This past Saturday, the St. Thomas Carnival stage sparkled with talent and creativity as seven young contestants vied for the coveted titles of Petite Princess, Carnival Princess, and Junior Miss in a pageant filled with culture, couture, and charisma.

The evening kicked off with the youngest contestants, five-year-old Keemayah Ford and Nahkiya Jeffers, charming the audience with their vibrant costumes and thematic portrayals linked to the Carnival’s spirit. Ford, adorned in a pink and white majorette ensemble, and Jeffers, in a carousel costume rich with cultural imagery, set a high standard for the night.

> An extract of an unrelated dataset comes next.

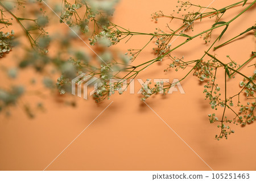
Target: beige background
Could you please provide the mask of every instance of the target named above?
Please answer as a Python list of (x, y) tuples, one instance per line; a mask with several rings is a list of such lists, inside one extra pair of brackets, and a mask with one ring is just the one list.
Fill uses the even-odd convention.
[[(191, 1), (205, 6), (210, 3), (209, 1)], [(216, 0), (212, 6), (220, 8), (233, 2)], [(164, 27), (168, 20), (161, 19), (155, 23), (151, 20), (151, 14), (160, 10), (168, 14), (175, 9), (176, 5), (176, 1), (123, 0), (117, 7), (113, 22), (134, 31), (152, 32), (155, 27)], [(243, 8), (238, 7), (230, 11), (226, 20)], [(219, 43), (254, 25), (255, 8), (254, 6), (230, 25), (226, 33), (228, 36)], [(195, 33), (210, 26), (210, 22), (205, 22), (203, 25), (195, 24)], [(60, 28), (65, 28), (64, 26), (60, 25)], [(217, 35), (217, 32), (214, 34)], [(130, 48), (140, 48), (148, 39), (147, 36), (134, 37), (118, 47), (123, 52)], [(177, 39), (175, 44), (181, 40), (182, 38)], [(77, 44), (88, 50), (86, 45), (81, 42)], [(134, 64), (154, 57), (152, 45), (145, 50)], [(187, 60), (199, 58), (208, 46), (204, 45), (203, 39), (199, 39), (196, 43), (185, 45), (176, 53), (184, 55)], [(255, 37), (248, 35), (216, 53), (224, 57), (224, 60), (225, 56), (229, 54), (234, 61), (241, 63), (249, 58), (250, 53), (255, 50)], [(1, 61), (9, 61), (10, 56)], [(255, 60), (253, 62), (255, 63)], [(168, 63), (156, 64), (142, 73), (139, 78), (144, 80), (167, 78), (171, 81), (175, 78), (181, 78), (187, 70), (163, 73)], [(250, 75), (254, 69), (250, 70), (250, 72), (242, 71)], [(26, 70), (20, 73), (17, 81), (27, 84), (27, 78), (34, 74), (33, 71)], [(218, 79), (221, 85), (224, 82), (221, 75), (221, 73)], [(232, 94), (239, 89), (238, 76), (237, 78), (236, 82), (229, 82), (229, 91)], [(147, 103), (214, 170), (255, 170), (256, 124), (253, 123), (244, 128), (233, 126), (236, 133), (228, 140), (217, 141), (214, 137), (218, 134), (219, 129), (217, 125), (210, 124), (208, 120), (207, 115), (213, 111), (208, 102), (204, 100), (203, 87), (193, 76), (189, 76), (181, 85), (185, 94), (175, 92), (166, 96), (158, 95), (147, 100)], [(135, 87), (139, 89), (138, 83)], [(46, 91), (45, 93), (48, 94)], [(34, 119), (28, 119), (19, 106), (11, 110), (10, 117), (1, 115), (0, 169), (43, 170), (114, 101), (47, 170), (210, 170), (140, 100), (139, 95), (126, 92), (118, 95), (115, 93), (110, 100), (98, 104), (92, 99), (85, 100), (75, 96), (72, 98), (77, 102), (76, 108), (57, 101), (63, 100), (57, 93), (46, 96), (43, 98), (45, 112), (38, 113)], [(27, 95), (23, 99), (35, 104), (38, 98)]]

The competition intensified as contestants like Amiah Motta and Kaysiah Charleswell showcased their unique interpretations of Virgin Islands culture through fashion, with Motta donning a chef’s uniform trimmed in madras to honor local cuisine, and Charleswell, dressed as a flight attendant, inviting the audience to fly with “VI Nice” airlines.

Jazmine Samuel captivated spectators by seamlessly shifting characters, engaging in a dynamic two-sided dialogue, enhancing her performance with rapid costume and voice changes. In the Junior Miss category, Ne’keyah Fraser innovatively portrayed an AI GPS computer, promising to navigate attendees through the best of Carnival 2024, while D’nae Todman embraced her role as a cultural culinary guru.

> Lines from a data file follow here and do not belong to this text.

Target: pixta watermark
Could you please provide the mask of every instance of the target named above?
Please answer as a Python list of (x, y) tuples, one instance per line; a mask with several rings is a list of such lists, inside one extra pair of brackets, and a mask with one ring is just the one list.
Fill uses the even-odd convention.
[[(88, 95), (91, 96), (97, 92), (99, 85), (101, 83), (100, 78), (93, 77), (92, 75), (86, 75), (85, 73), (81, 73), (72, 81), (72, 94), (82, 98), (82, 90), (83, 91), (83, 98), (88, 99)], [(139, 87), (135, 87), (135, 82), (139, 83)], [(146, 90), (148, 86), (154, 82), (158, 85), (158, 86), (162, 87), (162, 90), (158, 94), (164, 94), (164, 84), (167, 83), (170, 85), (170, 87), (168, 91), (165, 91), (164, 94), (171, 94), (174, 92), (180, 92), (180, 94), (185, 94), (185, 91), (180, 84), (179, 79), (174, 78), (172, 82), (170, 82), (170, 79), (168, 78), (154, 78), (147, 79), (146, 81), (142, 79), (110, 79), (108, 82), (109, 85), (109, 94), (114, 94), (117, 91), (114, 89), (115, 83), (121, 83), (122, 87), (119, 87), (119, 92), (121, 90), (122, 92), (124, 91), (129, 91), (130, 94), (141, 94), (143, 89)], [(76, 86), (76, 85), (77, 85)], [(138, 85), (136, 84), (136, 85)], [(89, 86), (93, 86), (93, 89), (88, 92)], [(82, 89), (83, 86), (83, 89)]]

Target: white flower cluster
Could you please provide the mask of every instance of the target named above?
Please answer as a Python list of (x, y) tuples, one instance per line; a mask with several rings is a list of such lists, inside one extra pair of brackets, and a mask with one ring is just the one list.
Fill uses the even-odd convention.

The event’s creative segments were nothing short of theatrical, with contestants transforming their outfits onstage to represent themes ranging from candy couture to career-focused attire. Samuel’s quick-change abilities shone brightly as her outfit morphed from gummy bears to cupcakes and finally to a stunning tiered lollipop dress.

In tribute to local icons and cultural narratives, the contestants adorned their outfits with elements that spoke to the Virgin Islands’ rich heritage. Ne’keya Fraser paid homage to Helen Sebastien Gabriel, a matriarch in the local baton twirling community, by transitioning from a contemporary outfit to a traditional majorette costume.

The talent portion of the evening revealed the depth of the contestants’ skills, from musical performances inspired by local legends to dramatic representations of personal and cultural stories.

As the event neared its conclusion, the formalwear segment displayed elegance and sophistication, with each contestant sharing personal stories through their garment choices, enhancing the emotional impact of their presentations.

After nearly seven hours of performances, the judges crowned Keemayah Ford as Petite Princess, Jazmine Samuel as Carnival Princess, and Ne’keya Fraser as Jr. Miss, each embodying the spirit and promise of the Virgin Islands’ vibrant culture.

This year’s pageant not only celebrated the talents and potential of its participants but also underscored the enduring cultural richness of the St. Thomas Carnival, promising a bright future for its newest royals.